We have several key initiatives we budgeted for 2012 and have started working on. Two key initiatives are DCIM and electrical branch circuit monitoring. The goal of these projects is to increase our insight into how we are using power inside our data center, uncover areas that we can increase operating efficiency and ultimately reduce costs.
Ultimately, these tools cost money. If the department budget gets cut, new implementation of these tools is at risk.
An investment in DCIM and branch circuit monitoring would provide the ability to easily balance power and to quickly identify where we can add additional circuits. The return on this investment is complicate to quantify. There are several factors to consider:
- Staff time required to determine best placement of a new electrical circuit is greatly reduced. We go from manual data gathering and calculations to instant data availability
- Staff time to find an ideal location for new IT equipment is greatly reduced. Again we go from a manual process involving spreadsheets to instant data availability. Several DCIM packages include tools to automate the process based on power and space availability
- We shift from a planned capacity model, where estimated loads are calculated from manufacturer information (usually peak demand), to an available capacity model, where we know exactly what is left on a circuit, panel, or PDU. This allows us to make greater use of the capacity we have and extend the timeframe before we have to start planning for increasing our electrical (PDU, UPS and generator) capacity. This could postpone several million dollars of capital expenditure.
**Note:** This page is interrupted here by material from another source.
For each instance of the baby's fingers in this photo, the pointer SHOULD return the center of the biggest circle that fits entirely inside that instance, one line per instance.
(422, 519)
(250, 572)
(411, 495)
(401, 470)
- We gain instant PUE/DCIE availability and the ability to trend this over a multiyear period. This means we will be able to have have realtime feedback on efficiency changes. No spreadsheets to calculate data that is manually gathered.
If DCIM and branch circuit monitoring allow us to postpone investing in electrical infrastructure – specifically generator and UPS – for several years, it would pay for itself in the first year.
When we conceived the facility over five years ago, DCIM was in it’s infancy and Senior IT Management at the time did not see the value proposition for the large investment amount. As a result, we have a building management system (BMS) that provides us some insight, but doesn’t treat the electrical systems as a critical monitoring and reporting point. In order to hold down our construction budget, we did not install PDU’s pre-populated with branch circuit monitoring. Now, it is an expensive proposition to add this capability after the fact. I heard that the increase cost of each PDU would’ve been around $5000 per PDU or roughly $120K. To add branch circuit monitoring for our PDU’s and a few additional electrical panels will now cost us $500K. DCIM is still in an RFP process, so I can’t speak to the costs, but there is a wide range of options and costs. We now find ourselves in the position to really need DCIM and branch circuit monitoring to properly manage our capacity.
Every company has events that cause it to reevaluate set budgets to hold income vs expense rations. Sometimes this means that your budget gets slashed with a red pen – cancelled or postpone until the next fiscal year. Given a budget with DCIM, branch circuit monitoring and a generator, I would defer the generator since it will be easier to justify after real capacity reporting is available.